Les deux enseignements mis en opposition


Après la mort de Ricci, la conduite des jésuites n’est plus inspirée par la prudence extrême et le sens des réactions chinoises qu’il avait au plus haut degré. Les missionnaires favorables à une prédication directe se joignent aux religieux de Macao et au supérieur provincial, qui réside au Japon, pour s’interroger sur les raisons du petit nombre de conversions et remettent en cause les orientations missionnaires prises par Ricci.

L’une de ces orientations est celle de l’interprétation de termes ou de textes extraits des œuvres classiques et interprétés par Ricci dans un autre sens que les Lettrés.

Le P.Longobardo, le successeur de Ricci à la tête de la mission de Chine, découvre que les convertis ne conçoivent pas le shangdi (Seigneur d’en-haut) comme un dieu personnel, unique, créateur et tout-puissant. Il note aussi que des convertis conseillent de citer les textes classiques qui conviennent à soutenir les thèses chrétiennes sans tenir compte des commentaires chinois, mais les mêmes convertis, quand ils citent les mêmes textes dans leurs propres ouvrages, le font dans le sens des commentaires. A ses yeux, Michel Yang Tingyun ne verrait pas de différence réelle entre les deux enseignements. D’autres convertis, tel Paul Xu Guangqi, défendent la thèse d’une analogie profonde entre les deux enseignements et du combat commun des lettrés et des missionnaires contre le bouddhisme. Ils conviennent cependant que la conception du "ciel" des chrétiens est différente de celle des Chinois : pour ces derniers, le "ciel" est identifié à la vitalité des processus naturels d’engendrement et de transformation des êtres et à leur pouvoir d’organisation (c’est-à-dire à ce qui fait que les êtres soient ce qu’ils sont), alors que les chrétiens distinguent nettement le ciel en tant que ‘phénomènes naturels’ et le ciel en tant que ‘pouvoir d’organisation’ [distinction que Thomas d’Aquin (1225-1274) exprimera dans les termes de ‘nature naturée’ et ‘nature naturante’ et que reprendra Spinoza (1632-1677)].
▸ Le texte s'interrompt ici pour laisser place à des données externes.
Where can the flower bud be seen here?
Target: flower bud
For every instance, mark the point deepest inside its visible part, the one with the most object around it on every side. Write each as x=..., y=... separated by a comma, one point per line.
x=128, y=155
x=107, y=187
La "rencontre" des deux enseignements change complètement de signification quand l’enseignement des Lettrés n’est plus rapproché des bases du christianisme, comme le faisait Ricci, mais de sa doctrine intégrale (y compris incarnation et rédemption), quand cet enseignement n’est plus considéré comme la "lumière naturelle" préalable à toute théologie chinoise future, mais comme une doctrine complètement distincte du christianisme. Les deux enseignements confucianiste et chrétien apparaîtront désormais comme inconciliables et pratiquement aucun lettré ne se convertira par la suite.

A l’instigation de Xu Guangqi, se mit en place à la fin des années 1620 une réforme du calendrier chinois en usage avec la participation de religieux jésuites. Pendant le siècle et demi que dura encore la mission jésuite de Chine, les missionnaires de Pékin furent essentiellement des fonctionnaires qui étaient au service de l’empire comme astronomes, mathématiciens, cartographes qui n’avaient plus guère de relations avec les lettrés, et notamment ceux du bas Yangzi.

Ces contacts au plus haut niveau de l’empire ont permis de protéger les missions en province, mais les incompréhensions liées à la différence des cultures en présence et les vicissitudes de l’histoire, notamment celles de la Querelle des Rites, ont conduit finalement à la proscription de la religion chrétienne, quelques décennies après qu’elle eût été autorisée (1724).